Feminist peace policy:

Feminist peace policy: feminist and intersectional

Peace is more than the absence of war. Patriarchal power relations, structural violence and physical or psychological violence against women are also obstacles on the path to lasting peace. This is why we are committed to peacebuilding with a feminist, intersectional perspective. And because our understanding of peace is comprehensive.

Prevailing peace and security policies define security as a national goal to be achieved through the military and policing. Such a view of security disregards the multiple causes of war and armed conflict, contributes nothing to the genuine security of women and marginalised groups, and leads to a further militarisation of society. This process of increasing militarisation is accompanied by increased surveillance. Both foster structural, psychological and physical violence, which in turn prevents lasting peace.

Positive peace

Patriarchal power relations and (post-)colonial forms of rule, poverty, racial exclusion, political and economic disadvantage are among the causes of war and armed conflict.

Security is therefore more than the absence of war: it also includes economic security, political participation and access to essential social resources such as education, health, social security and public space.

In this positive understanding, peace is based on justice, non-violence and respect for human rights.

Feminist practice

Feminist peacebuilding means working for transformative, structural change. We reject all violence and the militarisation of civilian spheres.

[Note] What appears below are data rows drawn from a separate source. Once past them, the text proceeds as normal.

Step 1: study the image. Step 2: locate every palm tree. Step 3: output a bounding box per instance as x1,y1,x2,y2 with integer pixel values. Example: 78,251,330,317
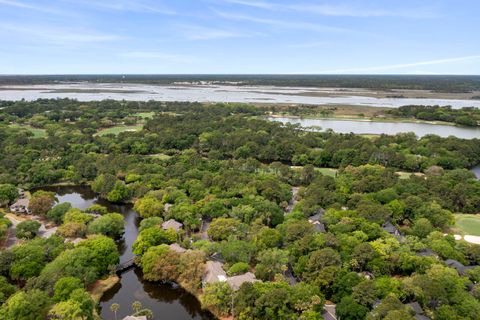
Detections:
132,301,142,313
110,303,120,320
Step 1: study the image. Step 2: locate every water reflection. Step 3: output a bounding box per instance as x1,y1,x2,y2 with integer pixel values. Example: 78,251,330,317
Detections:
42,186,213,320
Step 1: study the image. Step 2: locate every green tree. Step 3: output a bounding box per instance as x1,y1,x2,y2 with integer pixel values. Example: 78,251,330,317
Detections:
208,218,246,241
15,220,41,239
47,202,72,224
28,191,55,216
107,181,129,202
201,282,233,316
134,197,163,218
0,289,51,320
53,277,83,302
0,184,18,207
63,208,93,224
132,227,177,255
255,248,288,281
110,303,120,320
88,213,125,238
0,276,15,304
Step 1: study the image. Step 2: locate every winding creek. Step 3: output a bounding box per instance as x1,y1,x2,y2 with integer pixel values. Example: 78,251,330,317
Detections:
268,117,480,139
42,186,213,320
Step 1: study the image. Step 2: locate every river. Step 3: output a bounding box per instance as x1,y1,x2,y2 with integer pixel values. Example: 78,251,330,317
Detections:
268,117,480,139
0,82,480,109
42,186,213,320
471,165,480,180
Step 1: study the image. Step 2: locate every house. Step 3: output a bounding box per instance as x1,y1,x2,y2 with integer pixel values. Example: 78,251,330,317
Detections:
18,188,27,199
308,209,325,223
445,259,478,276
162,219,183,232
407,301,430,320
226,272,260,291
169,243,188,253
382,221,401,236
202,261,227,286
322,304,337,320
417,248,438,258
163,203,173,213
308,209,325,233
122,316,147,320
10,198,31,214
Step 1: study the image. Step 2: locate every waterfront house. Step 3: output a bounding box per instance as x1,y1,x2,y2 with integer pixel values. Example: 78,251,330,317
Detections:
202,261,227,286
162,219,183,232
10,198,31,214
226,272,260,291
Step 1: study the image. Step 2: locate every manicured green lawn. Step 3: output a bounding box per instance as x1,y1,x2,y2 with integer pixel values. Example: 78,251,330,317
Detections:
455,214,480,236
95,124,143,137
10,124,47,138
134,112,155,119
315,168,338,178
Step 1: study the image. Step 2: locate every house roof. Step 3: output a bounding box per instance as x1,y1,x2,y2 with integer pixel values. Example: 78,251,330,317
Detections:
407,301,423,314
322,304,337,320
227,272,259,290
203,261,227,283
417,248,437,257
308,209,325,223
312,221,325,233
162,219,183,231
382,221,398,234
170,243,187,253
123,316,147,320
413,314,430,320
12,198,30,207
445,259,465,273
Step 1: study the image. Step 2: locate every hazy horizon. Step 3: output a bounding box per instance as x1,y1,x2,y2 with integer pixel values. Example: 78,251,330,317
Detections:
0,0,480,75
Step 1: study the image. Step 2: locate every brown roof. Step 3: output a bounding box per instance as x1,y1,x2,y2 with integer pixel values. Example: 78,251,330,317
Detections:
12,198,30,208
203,261,227,284
162,219,183,231
227,272,259,290
170,243,188,253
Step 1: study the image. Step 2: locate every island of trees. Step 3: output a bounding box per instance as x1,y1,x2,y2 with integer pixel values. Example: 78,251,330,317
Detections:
0,99,480,320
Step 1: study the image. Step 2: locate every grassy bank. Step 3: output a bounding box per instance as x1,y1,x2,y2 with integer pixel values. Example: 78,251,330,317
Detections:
454,214,480,236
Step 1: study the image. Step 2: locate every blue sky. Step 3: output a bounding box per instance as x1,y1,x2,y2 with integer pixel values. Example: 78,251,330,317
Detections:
0,0,480,74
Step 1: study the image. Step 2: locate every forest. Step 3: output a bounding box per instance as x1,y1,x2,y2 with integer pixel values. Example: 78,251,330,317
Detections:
0,99,480,320
387,106,480,127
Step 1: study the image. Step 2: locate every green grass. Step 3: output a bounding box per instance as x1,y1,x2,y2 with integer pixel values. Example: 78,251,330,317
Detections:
10,124,47,138
455,214,480,236
315,168,338,178
134,112,155,119
150,153,172,160
95,124,143,137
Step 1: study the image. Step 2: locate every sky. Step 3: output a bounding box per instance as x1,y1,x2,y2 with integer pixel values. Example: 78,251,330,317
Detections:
0,0,480,75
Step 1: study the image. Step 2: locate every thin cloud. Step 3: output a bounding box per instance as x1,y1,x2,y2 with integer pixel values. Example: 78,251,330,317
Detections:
0,24,121,46
0,0,65,14
318,55,480,73
64,0,176,15
178,25,259,40
216,0,437,18
120,51,196,63
212,9,353,32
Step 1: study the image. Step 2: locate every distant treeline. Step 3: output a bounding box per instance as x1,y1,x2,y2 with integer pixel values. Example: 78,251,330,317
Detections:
0,75,480,92
387,105,480,127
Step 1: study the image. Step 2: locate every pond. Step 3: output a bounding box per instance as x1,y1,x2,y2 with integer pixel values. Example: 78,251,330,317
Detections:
268,117,480,139
471,166,480,180
42,186,213,320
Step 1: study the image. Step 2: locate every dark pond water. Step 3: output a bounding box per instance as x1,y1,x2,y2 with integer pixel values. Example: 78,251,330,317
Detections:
42,186,213,320
472,166,480,180
269,117,480,139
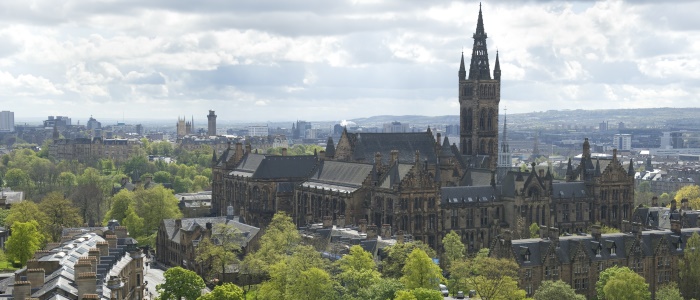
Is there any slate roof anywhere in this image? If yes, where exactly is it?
[440,185,500,205]
[504,228,700,267]
[163,217,260,247]
[301,160,374,193]
[347,131,437,164]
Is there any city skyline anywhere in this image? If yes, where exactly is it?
[0,0,700,124]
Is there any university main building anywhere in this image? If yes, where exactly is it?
[212,6,700,294]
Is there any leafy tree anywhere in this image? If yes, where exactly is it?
[461,254,525,299]
[603,267,651,300]
[679,232,700,299]
[255,212,301,266]
[195,223,242,277]
[533,280,586,300]
[673,185,700,209]
[39,192,83,242]
[134,185,182,234]
[287,267,337,300]
[105,189,135,224]
[595,266,651,300]
[5,220,44,265]
[656,282,683,300]
[401,248,444,289]
[153,171,172,183]
[442,231,466,269]
[381,241,436,278]
[411,288,443,300]
[337,245,381,297]
[357,278,404,300]
[530,222,540,239]
[197,283,245,300]
[156,267,205,300]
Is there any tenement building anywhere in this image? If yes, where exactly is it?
[206,5,634,251]
[490,225,700,299]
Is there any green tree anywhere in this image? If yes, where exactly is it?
[134,185,182,235]
[442,230,466,269]
[197,283,245,300]
[461,255,525,299]
[673,185,700,209]
[39,192,83,242]
[104,189,135,224]
[153,171,172,183]
[255,212,301,266]
[5,220,44,265]
[381,241,436,279]
[678,232,700,299]
[656,282,683,300]
[156,267,205,300]
[533,280,586,300]
[530,222,540,239]
[401,248,444,289]
[337,245,381,297]
[596,266,651,300]
[603,269,651,300]
[195,223,243,279]
[286,267,337,300]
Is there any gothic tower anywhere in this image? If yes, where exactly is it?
[207,110,216,136]
[459,6,501,170]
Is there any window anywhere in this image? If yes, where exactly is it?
[481,207,489,226]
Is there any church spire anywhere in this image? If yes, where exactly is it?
[469,4,491,80]
[459,51,467,80]
[493,50,501,80]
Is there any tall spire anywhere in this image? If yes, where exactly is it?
[469,4,491,79]
[458,51,467,80]
[493,50,501,80]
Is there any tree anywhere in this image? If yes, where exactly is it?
[679,232,700,299]
[197,283,245,300]
[104,189,135,224]
[255,212,301,266]
[595,266,651,300]
[156,267,205,300]
[401,248,444,289]
[286,267,336,300]
[134,185,182,235]
[529,222,540,239]
[39,192,83,242]
[5,220,44,265]
[533,280,586,300]
[603,268,651,300]
[462,254,525,299]
[195,223,243,279]
[337,245,381,297]
[381,241,436,278]
[442,231,465,269]
[656,282,683,300]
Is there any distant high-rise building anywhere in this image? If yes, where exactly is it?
[0,110,15,132]
[613,134,632,151]
[207,110,216,136]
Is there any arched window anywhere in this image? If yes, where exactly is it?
[479,108,486,129]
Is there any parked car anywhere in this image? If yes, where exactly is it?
[440,284,450,297]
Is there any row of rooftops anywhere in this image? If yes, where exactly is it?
[504,226,700,267]
[0,227,143,299]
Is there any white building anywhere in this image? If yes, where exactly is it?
[248,125,270,136]
[613,134,632,151]
[0,110,15,132]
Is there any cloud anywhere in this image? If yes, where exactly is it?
[0,0,700,121]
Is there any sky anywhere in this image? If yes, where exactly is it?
[0,0,700,124]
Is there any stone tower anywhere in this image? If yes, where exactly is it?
[207,110,216,136]
[459,7,501,170]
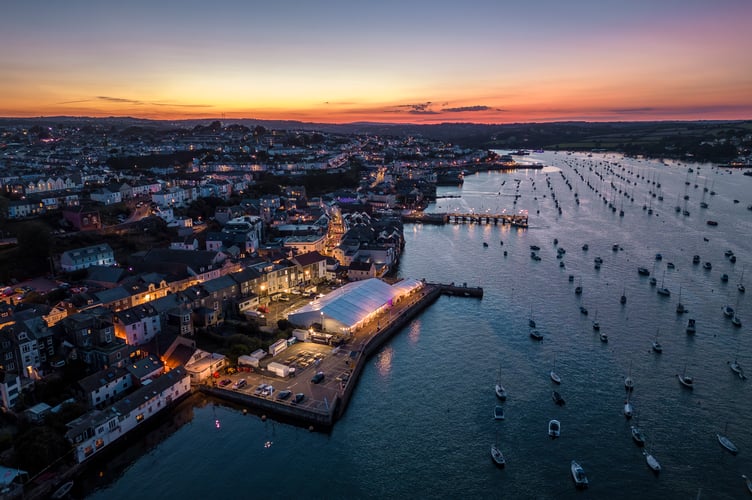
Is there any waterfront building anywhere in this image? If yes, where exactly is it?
[287,278,423,333]
[65,367,191,463]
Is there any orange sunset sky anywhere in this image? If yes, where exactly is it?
[0,0,752,123]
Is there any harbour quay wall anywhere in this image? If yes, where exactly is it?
[199,385,339,429]
[334,283,441,421]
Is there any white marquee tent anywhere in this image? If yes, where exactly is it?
[287,278,423,333]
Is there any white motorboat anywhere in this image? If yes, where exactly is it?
[676,366,695,389]
[491,444,507,467]
[549,356,561,384]
[548,419,561,439]
[494,366,507,401]
[624,362,634,391]
[723,304,734,318]
[631,425,645,447]
[729,359,747,380]
[716,434,739,455]
[569,460,588,488]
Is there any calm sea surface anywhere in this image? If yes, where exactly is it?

Instead, we strengthen feminist perspectives and approaches that focus on everyday security, especially that of women and girls.

This also means creating good conditions for care work, because this is the basic prerequisite for non-violent social relations.

We see women as actors who make an important contribution to peace in various roles. Therefore:

  • We promote networking and the exchange of peace activists through our network.

  • We strengthen civil society engagement and the participation of women and marginalised groups in peace processes through our programmes.

  • In our political work, we actively advocate demilitarisation, human rights and gender justice.